Ante la falta de disponibilidad de nuestro automóvil, necesitado de una revisión, he estado utilizando otro de la familia y que no es automático. He pasado casi un mal rato tratando de familiarizarme con un coche no automático y, en particular, con el uso del embrague. Para conseguirlo he conducido hasta la casi la mitad de la inmediata playa de Ereaga para luego pasear al borde de la arena. He recordado vívidamente todas las mañanas en la playa con un grupo de amigos alrededor de los toldos, como llamábamos a las carpas por estos andurriales; pero también han venido a mi cabeza cómo vivía todas las tardes las aventuras propias de la edad. Jugar al tenis en un club muy pronto después de comer a fin de poder contar con una pista libre hasta que llegaran los mayores que la habían reservado. Pasar el tiempo luego hasta que llegara la hora del baile al que no podíamos asistir pero del que nunca nos echaban. O alternativamente volver al mar, no necesariamente a la playa, después de haber hecho la digestión y disfrutar de una especie de plataforma que denominábamos sportintxu propiedad de la familia de uno de esos amigos.

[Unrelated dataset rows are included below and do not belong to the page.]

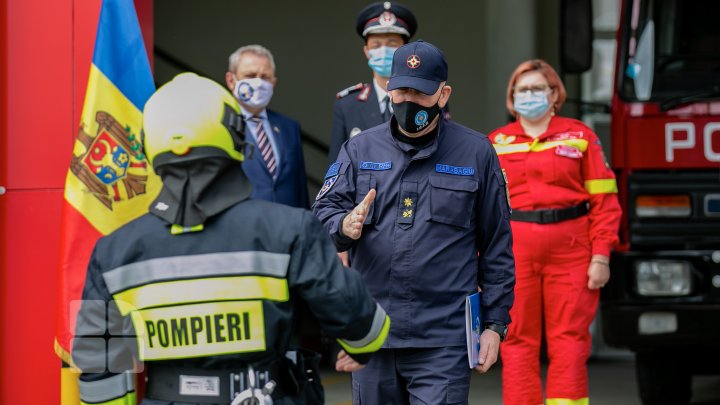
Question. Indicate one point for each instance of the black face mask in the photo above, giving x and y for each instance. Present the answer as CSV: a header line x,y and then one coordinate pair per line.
x,y
413,117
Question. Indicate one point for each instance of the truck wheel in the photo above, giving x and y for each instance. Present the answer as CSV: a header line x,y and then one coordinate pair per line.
x,y
663,379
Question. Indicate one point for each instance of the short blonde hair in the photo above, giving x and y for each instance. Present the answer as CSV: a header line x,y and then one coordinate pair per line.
x,y
547,71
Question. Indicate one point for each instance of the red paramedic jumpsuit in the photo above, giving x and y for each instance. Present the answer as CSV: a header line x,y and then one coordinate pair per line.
x,y
561,168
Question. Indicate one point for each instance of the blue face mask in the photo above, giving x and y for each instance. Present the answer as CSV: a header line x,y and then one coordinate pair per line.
x,y
531,105
381,60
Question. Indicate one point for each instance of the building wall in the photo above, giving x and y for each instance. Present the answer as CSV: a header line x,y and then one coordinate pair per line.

Esto viene a cuento de que estamos pasando unas semanas en Guecho y de que, como siempre que vuelvo por aquí, siento una especie de tentación de tomar la decisión de dejar Madrid y volver a este lugar privilegiado y testigo de mi niñez y primera juventud así como de mis últimos años aquí antes de movernos a Madrid para que yo me enredara en la puesta en funcionamiento de la Carlos III. Pero la decisión se hace difícil precisamente porque este retiro final lo veo de manera diferente según llegue aquí desde Bilbao o desde Madrid. Como me ocurre con el Parque Natural del Gorbea.
Cuando hace más de treinta años veníamos a Guecho desde Bilbao no me parecía mal la idea pues veía la orilla del mar como un lugar en el que las tensiones de Bilbao se suavizaban: mis encuentros con un «enemigo» de la Facultad son menos tensos cuando nos vemos de velero a velero. Pero ahora que venimos por aquí cada verano desde hace esos treinta años se que parte de la vida madrileña que me gusta no sería recuperable aquí: la anonimidad es, en efecto, imposible aquí.